Earthworms’ Castings: Honeysuckle Sweep For Healthy Habitat March 5-13

Honeysuckle Sweep

With Jean Ponzi

Spring around St. Louis sprouts both Good News, that first refreshing flush of green, and Bad News: almost all the early leaves we see will be on only one terribly invasive species, Bush Honeysuckle.

Sure it’s pretty, with snowy flowers, scarlet berries and bright leaves. But this is a plant way too far out of its natural place. In its own native Asian environments, insects and other plants keep Bush Honeysuckle (Lonicera maackii) growing in balance. Here, as an import cut off from its natural ecological checks, the rampant growth of this one plant quickly crowds out our native Midwestern flowers, bushes and even trees.

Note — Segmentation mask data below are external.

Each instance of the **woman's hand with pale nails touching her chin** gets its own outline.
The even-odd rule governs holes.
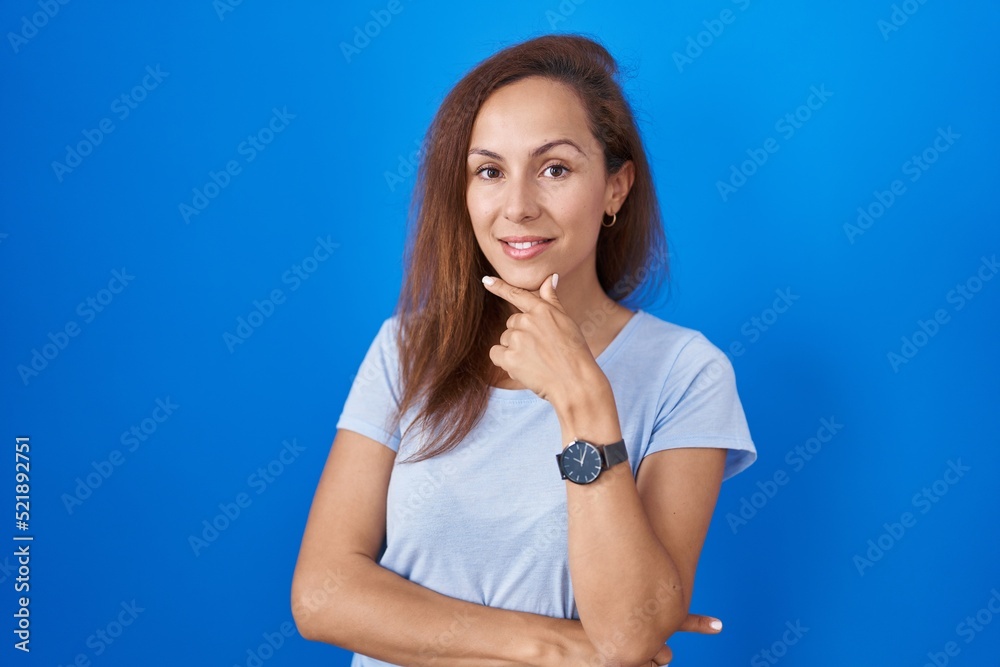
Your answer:
[[[508,318],[500,344],[490,349],[490,359],[553,404],[569,390],[592,382],[595,372],[603,377],[580,327],[559,303],[557,282],[553,274],[536,293],[493,276],[483,278],[487,290],[520,311]]]

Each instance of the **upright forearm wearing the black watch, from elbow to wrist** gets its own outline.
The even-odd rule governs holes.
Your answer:
[[[586,391],[555,405],[562,444],[618,441],[610,385],[594,378],[580,386]],[[648,664],[680,627],[689,600],[646,517],[631,468],[622,463],[593,483],[565,484],[570,576],[584,630],[612,663]]]

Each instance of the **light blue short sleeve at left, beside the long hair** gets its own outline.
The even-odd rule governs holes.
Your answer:
[[[372,341],[358,368],[338,429],[348,429],[399,450],[399,352],[396,347],[397,317],[387,319]]]

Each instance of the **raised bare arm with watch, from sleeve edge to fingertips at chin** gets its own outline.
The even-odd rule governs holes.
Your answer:
[[[490,359],[552,404],[563,445],[577,438],[616,442],[622,433],[611,383],[553,279],[535,293],[484,278],[487,290],[521,311],[507,320]],[[565,483],[576,605],[587,636],[610,664],[649,665],[688,615],[726,454],[707,448],[670,454],[647,457],[641,479],[619,464],[591,484]],[[681,483],[651,488],[646,478]]]

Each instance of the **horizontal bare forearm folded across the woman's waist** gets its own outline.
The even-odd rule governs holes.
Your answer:
[[[292,595],[306,639],[399,665],[570,664],[572,643],[586,638],[578,621],[441,595],[360,554],[325,572],[297,572]]]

When one species can dominate, the local biodiversity of insects, birds and plants, terrestrial and aquatic life, is critically disrupted – and can be destroyed!
Back to the Good News: you can help!

Organizations in the regional network BiodiverseCity St. Louis are coordinating spring honeysuckle removal events during one week, March 5-13. The Honeysuckle Sweep for Healthy Habitat aims to raise public awareness about this invasive plant, and promotes replanting with native species. Volunteers are needed to help remove Bush Honeysuckle from parks and other public areas. Adults and youth helping in these pulls will learn how to safely and effectively eradicate the plant.

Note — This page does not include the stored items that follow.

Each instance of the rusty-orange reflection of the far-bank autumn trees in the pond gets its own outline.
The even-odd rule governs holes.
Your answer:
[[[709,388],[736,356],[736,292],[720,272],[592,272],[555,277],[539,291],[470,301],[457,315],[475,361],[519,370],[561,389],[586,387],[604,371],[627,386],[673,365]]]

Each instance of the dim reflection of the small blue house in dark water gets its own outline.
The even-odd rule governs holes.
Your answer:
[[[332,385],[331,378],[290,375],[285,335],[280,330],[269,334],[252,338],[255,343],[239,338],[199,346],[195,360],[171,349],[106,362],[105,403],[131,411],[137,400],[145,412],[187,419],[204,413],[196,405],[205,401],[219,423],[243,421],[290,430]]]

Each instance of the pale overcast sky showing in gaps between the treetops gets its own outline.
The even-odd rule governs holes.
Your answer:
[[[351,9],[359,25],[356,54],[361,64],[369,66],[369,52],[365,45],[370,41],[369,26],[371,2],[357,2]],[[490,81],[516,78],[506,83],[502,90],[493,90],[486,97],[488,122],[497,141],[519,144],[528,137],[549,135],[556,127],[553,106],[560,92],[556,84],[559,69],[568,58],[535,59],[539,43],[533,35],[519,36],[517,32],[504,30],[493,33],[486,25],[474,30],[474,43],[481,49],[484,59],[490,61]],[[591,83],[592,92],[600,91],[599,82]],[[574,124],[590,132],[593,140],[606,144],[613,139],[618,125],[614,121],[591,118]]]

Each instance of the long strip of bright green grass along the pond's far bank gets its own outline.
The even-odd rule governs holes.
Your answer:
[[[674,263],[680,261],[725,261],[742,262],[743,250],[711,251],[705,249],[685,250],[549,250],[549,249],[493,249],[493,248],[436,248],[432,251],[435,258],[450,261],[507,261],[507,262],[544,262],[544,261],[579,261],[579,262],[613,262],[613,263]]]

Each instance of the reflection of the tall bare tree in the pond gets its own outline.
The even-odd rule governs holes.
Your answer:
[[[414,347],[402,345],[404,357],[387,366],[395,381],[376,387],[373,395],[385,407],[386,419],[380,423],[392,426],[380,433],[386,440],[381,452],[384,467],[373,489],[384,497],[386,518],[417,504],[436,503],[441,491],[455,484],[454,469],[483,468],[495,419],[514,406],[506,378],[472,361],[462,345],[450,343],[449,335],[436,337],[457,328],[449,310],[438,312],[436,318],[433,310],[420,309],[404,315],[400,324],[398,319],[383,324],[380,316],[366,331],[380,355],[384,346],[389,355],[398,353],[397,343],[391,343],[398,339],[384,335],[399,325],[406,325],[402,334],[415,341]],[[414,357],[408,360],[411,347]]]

Homeowners are encouraged to also remove Bush Honeysuckle from private land. Is this invasive plant your “privacy hedge?” Partners in the Honeysuckle Sweep provide excellent resources to help you discover and enjoy native plant options to replace the problem species when you take it out. Find links to St. Louis Audubon Society’s “Bring Conservation Home” urban habitat restoration program, area native plant workshops and sales, and more at www.biodiverseCitySTL.org.

Your efforts during the Honeysuckle Sweep can help stop bush honeysuckle before it spreads uncontrollably into Missouri’s Ozarks. You’ll be helping to clear space to restore healthy habitat in our community parks and along area streams.

Wear sturdy shoes and dress for the weather. Bring work gloves and your refillable water bottle. Honeysuckle pulling in early spring is good outdoor work. You’ll have fun, and make a difference.

Honeysuckle Sweep Events
(listing as of mid-February)
March 5 – 9 am to noon – Deer Creek Park
March 6 – 11 am to 2 pm – Emmenegger Nature Park, Kirkwood
March 9 – 9 am to noon – Forest Park
March 10 – 9 am to noon – Shaw Nature Reserve
March 12 – 9 am to noon – Paul A. Schroeder Park, Manchester
March 12 – 10 am to 3 pm – The College School LaBarque Creek Campus
March 12 – 1 pm to 4 pm – Lemay Park
March 13 – 9 am to noon – Kirkwood Park

Honeysuckle Sweep partners include Deer Creek Watershed Alliance, Forest Park Forever, Great Rivers Greenway, Missouri Botanical Garden, Missouri Department of Conservation, Open Space Council, St. Louis Audubon Society, Shaw Nature Reserve, Wild Ones, and others.

For Sweep event details, registration links and additional locations please visit online at www.biodiverseCitySTL.org.

Artists Inspire Honeysuckle Action
What do artists do with too-abundant material? Woodworker Dale Dufer makes one-of-a-kind tables using Bush Honeysuckle branches for their lively legs. His project Think About Tables transforms a problem into a resource, teaching adults and teens how to build their own unique, useful piece. Designer Sarah Loynd created a full-length honeysuckle gown, that dances this message, beautifully. She also curated the 2015 Bauhaus Botany art exhibition at Maryville University, featuring wearable and decorative pieces made from the wood, bark, berries and leaves of this invasive species.
See this work displayed at the Missouri Botanical Garden, March 5-13, during the Honeysuckle Sweep.